Of course, there’s also the matter of the film’s one-sheet, with Sly, dressed to the nines and hanging from a clock ala Harold Lloyd in Safety Last.  The image has become directly associated with Oscar, despite the fact that “Snaps” barely leaves the mansion, much less hangs off of anything for dear life.  Not while he’s scrabbling so relentlessly to hang onto his newly proclaimed dignity as a respectable citizen, and his grown daughter (Marisa Tomei- My Cousin Vinny) who’s so hot to marry her beau (some guy we never see, named Oscar) that she lies to dear old Dad about being pregnant.

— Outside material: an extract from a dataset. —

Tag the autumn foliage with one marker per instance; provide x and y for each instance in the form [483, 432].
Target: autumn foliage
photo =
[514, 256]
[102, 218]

Oscar, though, presents its array of shady goomba protagonists as having the best of excuses for their lawbreaking ways: they could use a stiff drink.  They’ve made their fortune in illegal booze, but now things are changing alarmingly quickly in the Provolone compound, and not just because of the boss patriarch’s “snap” decision to give up crime.  There’s diction to be quickly mastered, legitimate bankers to impress, trigger-happy goons to be reprogrammed, and a pack of cops stationed across the street who don’t buy any of this “going straight” stuff, and are patiently waiting for just right moment for take in the whole sorry lot of ‘em.  And that’s to say nothing of Snaps’ familial troubles, missing jewels, and the revelation that the account who’s been ripping him off for years now wants to marry his daughter.  Except, the girl he wants to marry is a complete stranger to Snaps, who’s real daughter is also scheming to get hitched.  Confused?  Welcome to the gang.

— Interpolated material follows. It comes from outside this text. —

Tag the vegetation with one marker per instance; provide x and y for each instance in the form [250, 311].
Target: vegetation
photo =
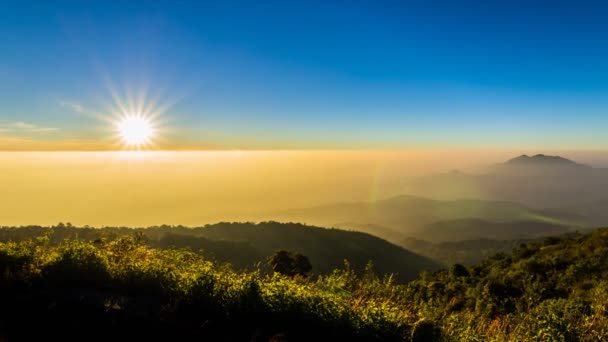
[247, 245]
[555, 289]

Tim Curry as the lovable linguist in OSCAR.

The comings and goings of the many zany characters are the fuel that keeps Oscar abuzz, memorable standouts being Chazz Palminteri (The Usual Suspects) as Snaps’ lunkheaded bodyguard, Ornella Muti (Flash Gordon) as Snaps’ exasperated wife, Tim Curry (Clue) as a bighearted linguist.  Peter Riegert (Animal House), Vincent Spano (The Tie That Binds), Kurtwood Smith (RoboCop), Yvonne De Carlo (Criss Cross), Don Ameche (Cocoon) also have memorable parts of varying degrees.  And don’t overlook Harry Shearer (This is Spinal Tap) and Martin Ferrero (Jurassic Park) as a pair of dim-witted straight men who struggle to figure out a pocket door.  There are no rotten performances here, just a blend of screwball zip and zing that manages to evoke John Renoir staging while allowing Landis to continue his streak of unhinged comedy (with Three Amigos!, Amazon Women on the Moon, and Coming to America all directly preceding this), in PG-rated fashion.

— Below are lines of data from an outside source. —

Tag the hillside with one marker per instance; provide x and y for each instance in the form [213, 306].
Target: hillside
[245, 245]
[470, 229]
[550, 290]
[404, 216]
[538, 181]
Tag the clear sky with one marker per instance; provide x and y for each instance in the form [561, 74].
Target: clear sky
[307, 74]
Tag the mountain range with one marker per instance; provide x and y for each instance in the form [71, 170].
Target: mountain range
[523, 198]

For this all-new Blu-ray edition of Oscar, John Landis sat for an on-camera interview, proving himself to still be quite the raconteur.  In his colorful recalling of select details about the casting and making of the film, Landis lands at least two highly entertaining tales: one, about how Kirk Douglas took the role just so he could punch Stallone; and the other about how a fire on the backlot destroyed his sets and vintage costumes in mid-production.  Ah, precious memories.

Reputations and past histories being what they are, Oscar nevertheless glides along, landing unexpected gags in machine gun fashion, be they hambone, dry, groan-inducing, or, well, cheesy.  And in this movie, even the cheese can be a funny thing.

 

The images used in this review are used only as a reference to the film and do not reflect the image quality of the Blu-ray.